Jess · July 19, 2019, 6:43pm

I actually love that! Great example of “opportunistic development” in action.

haj_mammad · March 6, 2020, 12:08pm

Hey everyone…
I was just studying and thinking about my M.S. thesis and I came up with this idea that if we want to choose an embedding size for certain number of points, we need to think about the density of the points in the embedding space.
Let me explain to you what am I thinking with an example: Imagine we have 100 points and we embed them in a two dimensional space. (One can imagine a 10 by 10 square with one point equally in each little square) If we increase the dimensionality of the space from two to three, how many points can we put in that space? (Again one can imagine a 10 by 10 by 10 cube with each point in a 1 * 1 * 1 cube)
The answer is intuitively 1000. So lets wrap it up with a mathematical formula:
If we want to maintain the density in our embedding space, the below fraction must be a constant value.

log(# of points)
----------------------- = constant (Which we set it according our belief over the usage of that embedding)
(# of dimensions)

If this constant value is a large number, it means we have a dense embedding space and embedded entities are densely close to each other. It helps when we know we have many categories that are similar to each other and we want our algorithms to embed them in similar positions. (So we allow such high density)
If this constant value is a small number, it means our embedding space is quite sparse and entities are more likely to be away from each other. It can help when we know most of the categories are semantically different and we want to allow our algorithms to embed them quite dis-similarly. (So we let the density be low)
I come to this conclusion that the formula mentioned above:

or more generally
a * n_cat ** b
is not the best decision. Instead, we must use:
a * log(n_cat)
and i think having only one hyper-parameter to tune is another advantage.
But why nobody was concerned about the above formula and all the discussions was about the constant values used in it?
My answer to that question is simple: Because two formulas are quite similar when we plot them and look at the shapes. (Except the beginning of the log which won’t be used since n_cat is never less than 2)

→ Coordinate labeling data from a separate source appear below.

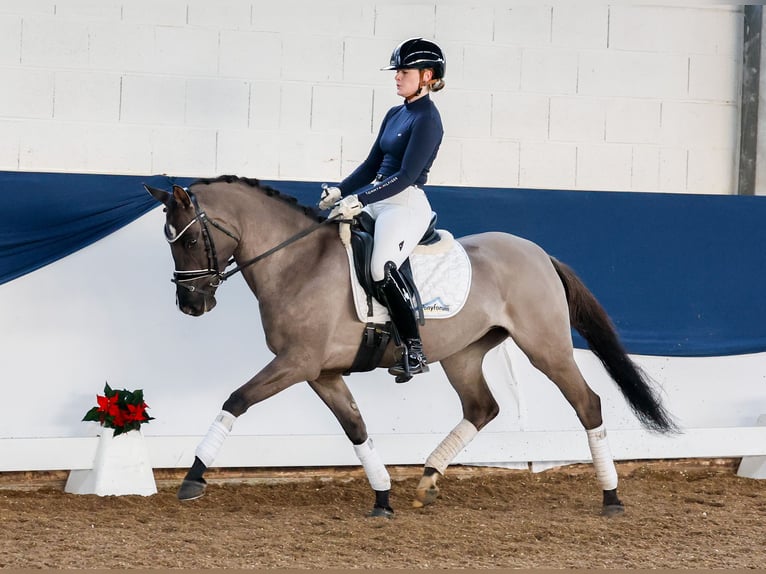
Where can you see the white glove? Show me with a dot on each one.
(347, 207)
(329, 197)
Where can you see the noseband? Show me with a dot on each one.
(183, 278)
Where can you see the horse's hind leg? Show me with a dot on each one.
(558, 364)
(463, 369)
(336, 395)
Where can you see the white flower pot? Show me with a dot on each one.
(121, 466)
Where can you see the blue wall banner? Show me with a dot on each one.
(679, 274)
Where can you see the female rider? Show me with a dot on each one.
(389, 186)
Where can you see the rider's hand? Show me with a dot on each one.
(347, 208)
(329, 197)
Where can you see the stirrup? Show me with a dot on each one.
(413, 362)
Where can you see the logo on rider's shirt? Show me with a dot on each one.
(435, 306)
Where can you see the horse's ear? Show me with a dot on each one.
(159, 194)
(181, 195)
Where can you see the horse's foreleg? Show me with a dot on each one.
(336, 395)
(193, 485)
(273, 378)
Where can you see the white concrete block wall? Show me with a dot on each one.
(574, 96)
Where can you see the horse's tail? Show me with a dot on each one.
(590, 319)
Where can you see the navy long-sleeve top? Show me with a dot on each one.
(402, 154)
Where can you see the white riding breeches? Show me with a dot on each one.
(400, 222)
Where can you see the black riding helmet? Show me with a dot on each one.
(419, 54)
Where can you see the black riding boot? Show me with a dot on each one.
(392, 294)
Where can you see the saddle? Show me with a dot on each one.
(376, 336)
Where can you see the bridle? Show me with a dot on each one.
(184, 278)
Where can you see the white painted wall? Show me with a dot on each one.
(561, 95)
(89, 318)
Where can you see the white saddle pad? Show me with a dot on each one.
(442, 273)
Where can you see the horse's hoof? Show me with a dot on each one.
(611, 510)
(425, 496)
(191, 490)
(378, 512)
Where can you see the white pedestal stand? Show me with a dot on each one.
(121, 466)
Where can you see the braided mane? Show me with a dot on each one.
(311, 212)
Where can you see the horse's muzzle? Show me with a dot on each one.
(194, 304)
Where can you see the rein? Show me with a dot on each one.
(180, 278)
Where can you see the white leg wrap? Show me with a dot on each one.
(451, 446)
(373, 466)
(210, 446)
(606, 473)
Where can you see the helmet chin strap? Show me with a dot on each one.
(421, 85)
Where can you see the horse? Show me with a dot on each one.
(517, 290)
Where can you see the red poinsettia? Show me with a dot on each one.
(121, 410)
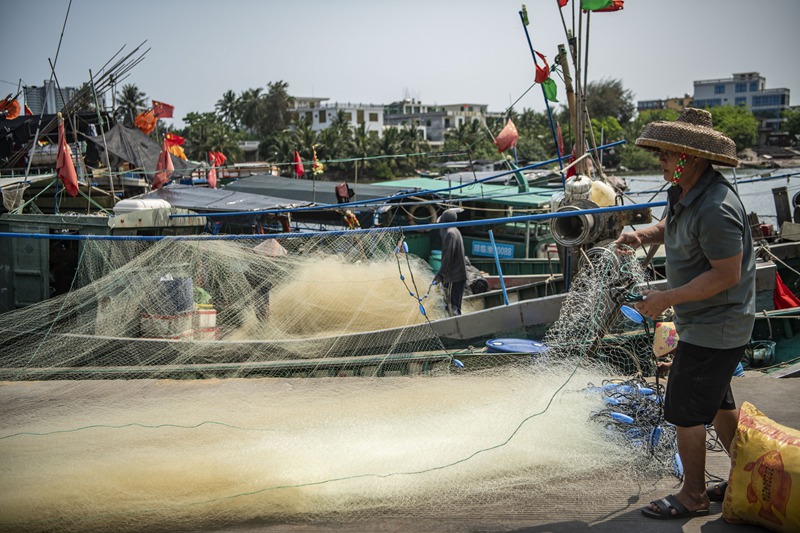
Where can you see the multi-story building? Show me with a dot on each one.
(434, 120)
(747, 89)
(320, 114)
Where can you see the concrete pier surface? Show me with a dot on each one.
(615, 507)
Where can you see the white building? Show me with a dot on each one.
(748, 89)
(320, 114)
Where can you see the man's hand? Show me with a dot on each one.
(628, 241)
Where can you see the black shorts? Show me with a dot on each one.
(699, 384)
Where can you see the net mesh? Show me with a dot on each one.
(160, 394)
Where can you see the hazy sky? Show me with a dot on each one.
(379, 51)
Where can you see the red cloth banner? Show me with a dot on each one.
(64, 165)
(507, 137)
(164, 167)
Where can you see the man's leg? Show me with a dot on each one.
(692, 448)
(725, 424)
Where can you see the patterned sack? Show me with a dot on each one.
(764, 483)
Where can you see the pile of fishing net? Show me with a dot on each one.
(127, 407)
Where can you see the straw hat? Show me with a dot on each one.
(693, 134)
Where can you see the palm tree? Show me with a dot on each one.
(132, 101)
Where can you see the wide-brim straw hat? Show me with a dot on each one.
(693, 134)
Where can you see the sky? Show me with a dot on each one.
(380, 51)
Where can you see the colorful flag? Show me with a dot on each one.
(162, 110)
(297, 165)
(217, 158)
(177, 151)
(317, 168)
(146, 121)
(615, 5)
(164, 167)
(9, 108)
(65, 168)
(174, 140)
(212, 177)
(542, 73)
(507, 137)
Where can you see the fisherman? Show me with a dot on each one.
(711, 280)
(453, 272)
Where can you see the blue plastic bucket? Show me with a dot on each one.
(435, 260)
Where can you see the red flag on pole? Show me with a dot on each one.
(164, 167)
(162, 110)
(507, 137)
(297, 165)
(146, 121)
(64, 165)
(212, 177)
(542, 73)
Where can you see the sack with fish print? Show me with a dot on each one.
(764, 482)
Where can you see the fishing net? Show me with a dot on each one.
(185, 384)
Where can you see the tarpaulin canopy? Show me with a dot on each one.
(133, 146)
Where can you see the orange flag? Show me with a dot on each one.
(164, 167)
(65, 168)
(146, 121)
(507, 137)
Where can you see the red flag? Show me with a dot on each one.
(212, 177)
(782, 297)
(507, 137)
(297, 165)
(162, 110)
(145, 121)
(542, 73)
(64, 165)
(174, 140)
(164, 167)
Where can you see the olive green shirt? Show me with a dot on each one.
(710, 223)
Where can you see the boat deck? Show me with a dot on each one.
(615, 508)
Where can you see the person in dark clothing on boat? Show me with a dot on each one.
(453, 272)
(711, 279)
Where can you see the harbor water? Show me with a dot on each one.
(755, 188)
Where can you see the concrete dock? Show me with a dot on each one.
(615, 508)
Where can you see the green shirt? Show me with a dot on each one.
(710, 223)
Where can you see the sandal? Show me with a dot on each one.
(716, 492)
(665, 507)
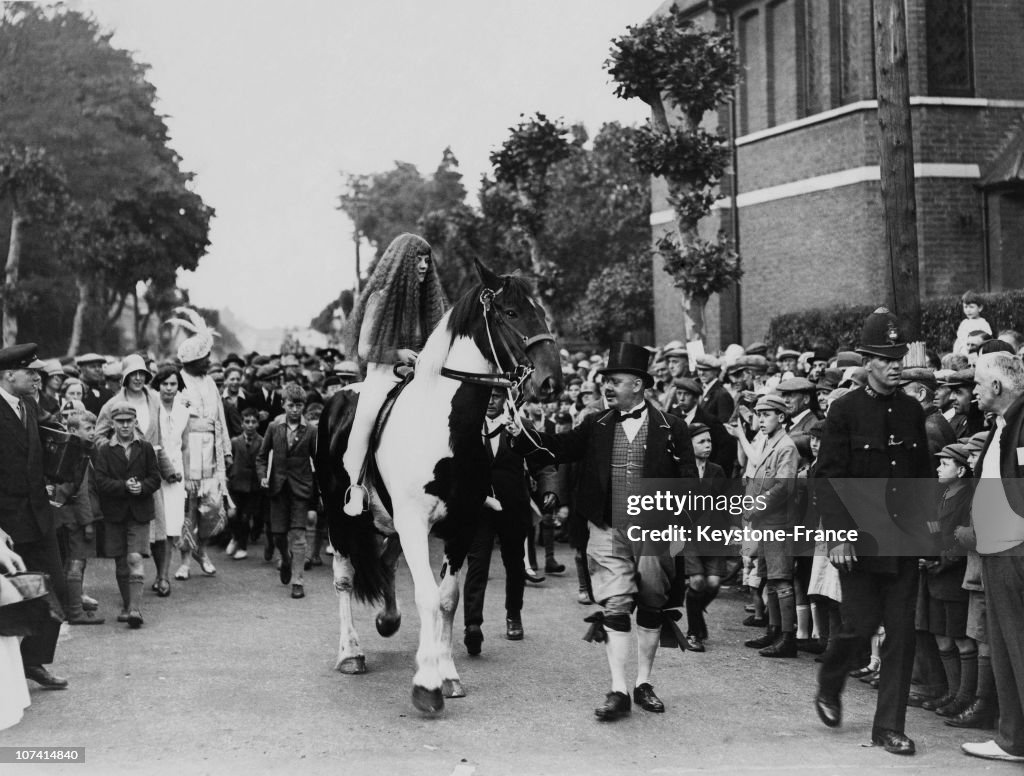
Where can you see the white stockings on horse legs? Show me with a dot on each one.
(350, 656)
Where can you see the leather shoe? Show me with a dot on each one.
(981, 715)
(893, 741)
(513, 630)
(829, 710)
(693, 644)
(534, 576)
(42, 677)
(473, 639)
(615, 704)
(990, 750)
(644, 697)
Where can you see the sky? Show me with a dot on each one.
(270, 103)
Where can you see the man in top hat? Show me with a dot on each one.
(96, 392)
(875, 432)
(630, 440)
(26, 518)
(714, 396)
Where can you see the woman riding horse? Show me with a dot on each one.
(396, 311)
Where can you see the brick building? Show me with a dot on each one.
(804, 200)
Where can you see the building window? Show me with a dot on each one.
(947, 27)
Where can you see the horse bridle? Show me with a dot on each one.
(516, 344)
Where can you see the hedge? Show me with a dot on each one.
(840, 327)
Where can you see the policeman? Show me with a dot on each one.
(875, 431)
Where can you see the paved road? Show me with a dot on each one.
(229, 675)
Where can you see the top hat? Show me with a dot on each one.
(631, 359)
(882, 337)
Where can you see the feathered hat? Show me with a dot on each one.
(201, 343)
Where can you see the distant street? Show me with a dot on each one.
(229, 675)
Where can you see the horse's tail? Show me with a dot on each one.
(354, 537)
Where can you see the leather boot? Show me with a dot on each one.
(77, 615)
(785, 646)
(771, 636)
(135, 600)
(981, 715)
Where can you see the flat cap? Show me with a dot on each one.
(770, 402)
(796, 385)
(17, 356)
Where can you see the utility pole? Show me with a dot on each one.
(896, 157)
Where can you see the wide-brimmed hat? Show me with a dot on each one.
(631, 359)
(133, 363)
(882, 337)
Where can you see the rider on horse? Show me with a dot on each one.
(396, 311)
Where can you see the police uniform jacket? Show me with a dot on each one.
(669, 455)
(881, 437)
(25, 508)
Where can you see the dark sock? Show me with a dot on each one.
(950, 661)
(969, 676)
(986, 680)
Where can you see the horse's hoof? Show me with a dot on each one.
(388, 626)
(353, 664)
(452, 688)
(428, 701)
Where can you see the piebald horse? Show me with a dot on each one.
(430, 472)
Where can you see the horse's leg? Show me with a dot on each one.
(350, 656)
(389, 617)
(427, 681)
(451, 684)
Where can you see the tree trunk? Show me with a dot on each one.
(79, 322)
(693, 309)
(10, 279)
(538, 268)
(896, 154)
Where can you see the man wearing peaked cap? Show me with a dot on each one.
(632, 440)
(26, 517)
(714, 397)
(920, 383)
(96, 392)
(875, 432)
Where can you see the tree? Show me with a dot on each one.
(34, 186)
(522, 165)
(617, 301)
(671, 59)
(133, 217)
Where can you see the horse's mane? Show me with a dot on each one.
(462, 318)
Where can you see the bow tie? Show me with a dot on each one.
(635, 415)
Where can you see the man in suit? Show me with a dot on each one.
(286, 470)
(96, 393)
(687, 406)
(875, 432)
(26, 518)
(714, 396)
(631, 440)
(510, 522)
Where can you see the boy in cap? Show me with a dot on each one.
(770, 474)
(127, 476)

All i discussed here is my personal opinion and I’ll be happy to hear your (@muellerzr, @ste) idea about it.

muellerzr · March 6, 2020, 12:59pm

That’s because Jeremy did his own (many) investigations and experiments on the Rossmann dataset and found that it worked better. For your experiments, attempt to do so on the Rossmann dataset (as we have a baseline).

(Also if you have more questions, ping me on it I’ve spoken to Jeremy on this topic)

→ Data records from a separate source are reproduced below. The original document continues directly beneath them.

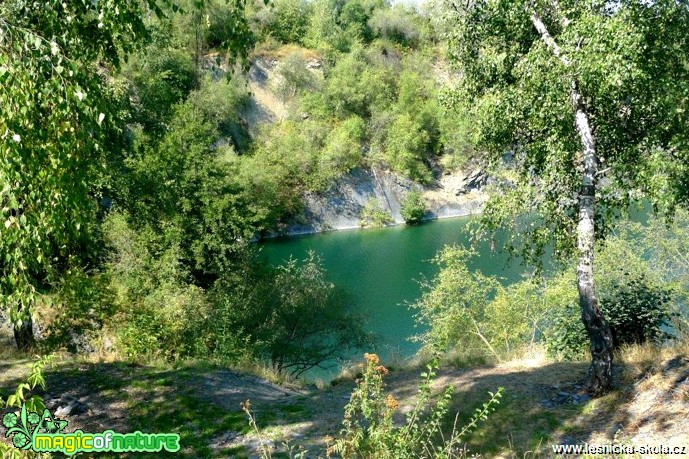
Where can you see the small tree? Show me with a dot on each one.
(591, 97)
(308, 324)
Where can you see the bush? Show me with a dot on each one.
(294, 77)
(413, 208)
(405, 148)
(369, 430)
(633, 299)
(453, 304)
(396, 24)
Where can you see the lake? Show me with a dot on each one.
(380, 268)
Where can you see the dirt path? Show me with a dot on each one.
(543, 403)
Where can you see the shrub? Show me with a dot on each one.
(396, 24)
(369, 431)
(413, 208)
(294, 77)
(453, 304)
(405, 148)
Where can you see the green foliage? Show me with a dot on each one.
(284, 20)
(307, 323)
(159, 79)
(627, 66)
(294, 77)
(62, 122)
(453, 304)
(36, 378)
(405, 145)
(80, 307)
(373, 214)
(34, 403)
(413, 208)
(397, 24)
(369, 430)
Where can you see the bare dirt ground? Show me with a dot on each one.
(543, 404)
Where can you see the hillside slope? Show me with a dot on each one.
(451, 193)
(543, 404)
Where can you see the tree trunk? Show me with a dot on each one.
(599, 377)
(23, 335)
(600, 373)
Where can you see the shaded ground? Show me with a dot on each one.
(542, 405)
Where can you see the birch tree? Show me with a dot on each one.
(591, 98)
(59, 118)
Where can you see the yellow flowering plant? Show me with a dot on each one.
(369, 430)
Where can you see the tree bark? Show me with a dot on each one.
(599, 377)
(23, 335)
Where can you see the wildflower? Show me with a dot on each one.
(391, 403)
(246, 406)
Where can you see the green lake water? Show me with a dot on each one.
(379, 269)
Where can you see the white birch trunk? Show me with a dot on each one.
(600, 335)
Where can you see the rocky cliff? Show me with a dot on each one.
(452, 194)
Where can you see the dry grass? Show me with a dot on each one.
(274, 50)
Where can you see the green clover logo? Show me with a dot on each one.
(10, 420)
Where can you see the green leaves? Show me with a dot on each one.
(517, 94)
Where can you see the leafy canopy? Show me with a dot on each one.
(630, 61)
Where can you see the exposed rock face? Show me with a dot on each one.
(341, 206)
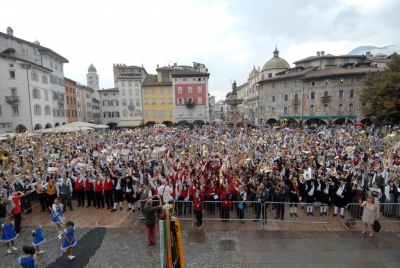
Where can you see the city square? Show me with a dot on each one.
(200, 134)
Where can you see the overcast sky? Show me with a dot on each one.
(229, 37)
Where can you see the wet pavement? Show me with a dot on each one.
(218, 244)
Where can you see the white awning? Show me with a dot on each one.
(130, 123)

haj_mammad · March 6, 2020, 3:01pm

Thanks for your fast response @muellerzr !
I read the data description of that dataset. As far as I understood, this is a single dataset with few categorical fields. So one can’t simply extend the conclusions about size of embedding vectors from this single dataset to an overall rule [of thumb].
Also i should mention again that two functions are quite similar if you plot them (I did it). So if Jeremy found best embedding sizes about this dataset (which is just a dozen of points), we can fit both functions to those points and then evaluate both of them according to similarity of their outputs to the best values. But this comparison may not be enough for us to decide a general rule to pick embedding sizes in all problems and all datasets.
A better experiment will be evaluating both ideas on a dataset with many categorical fields (which all of them need to be embedded) and CTR prediction datasets (Criteo, Avazu, etc.) are quite suitable for this comparison.
I also will be delighted if you share the experiment results on the Rassmann dataset.

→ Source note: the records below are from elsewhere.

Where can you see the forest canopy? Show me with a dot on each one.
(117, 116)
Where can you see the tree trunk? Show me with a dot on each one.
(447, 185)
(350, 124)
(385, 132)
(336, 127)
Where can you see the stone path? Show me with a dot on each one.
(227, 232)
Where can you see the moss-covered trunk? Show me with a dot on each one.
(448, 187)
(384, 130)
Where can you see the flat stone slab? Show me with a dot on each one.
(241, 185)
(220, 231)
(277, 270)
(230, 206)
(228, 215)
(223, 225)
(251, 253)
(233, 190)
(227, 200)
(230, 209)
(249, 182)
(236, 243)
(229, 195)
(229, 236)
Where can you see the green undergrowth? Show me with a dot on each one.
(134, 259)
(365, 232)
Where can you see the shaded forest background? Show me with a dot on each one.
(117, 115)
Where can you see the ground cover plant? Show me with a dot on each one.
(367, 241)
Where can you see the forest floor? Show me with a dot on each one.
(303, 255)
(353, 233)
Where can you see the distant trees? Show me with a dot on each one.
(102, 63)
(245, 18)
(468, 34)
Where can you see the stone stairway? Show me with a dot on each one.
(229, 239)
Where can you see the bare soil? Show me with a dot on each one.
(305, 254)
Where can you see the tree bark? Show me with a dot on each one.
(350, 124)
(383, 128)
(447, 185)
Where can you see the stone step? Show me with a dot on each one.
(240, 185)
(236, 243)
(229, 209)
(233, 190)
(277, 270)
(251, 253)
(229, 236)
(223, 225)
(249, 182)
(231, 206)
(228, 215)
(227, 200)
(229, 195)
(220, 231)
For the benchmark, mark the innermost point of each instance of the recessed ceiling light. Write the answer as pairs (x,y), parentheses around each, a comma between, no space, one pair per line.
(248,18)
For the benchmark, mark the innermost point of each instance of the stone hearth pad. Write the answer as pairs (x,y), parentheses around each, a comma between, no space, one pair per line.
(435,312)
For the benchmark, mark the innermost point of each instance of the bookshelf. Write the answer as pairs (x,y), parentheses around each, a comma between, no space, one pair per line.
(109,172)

muellerzr · March 6, 2020, 4:47pm

You should use the feature engineered one we use in the course. This will provide yourself baselines as well all the feature engineered columns turn into categorical, leaving us with ~29 categorical variables.

haj_mammad · March 6, 2020, 5:24pm

Sorry I’m not in the context of the course. I just wanted to find some article or website to cite in my thesis and I ended up here. But 29 is still a small number compared with CTR prediction datasets.
I was thinking about a global rule for embedding size.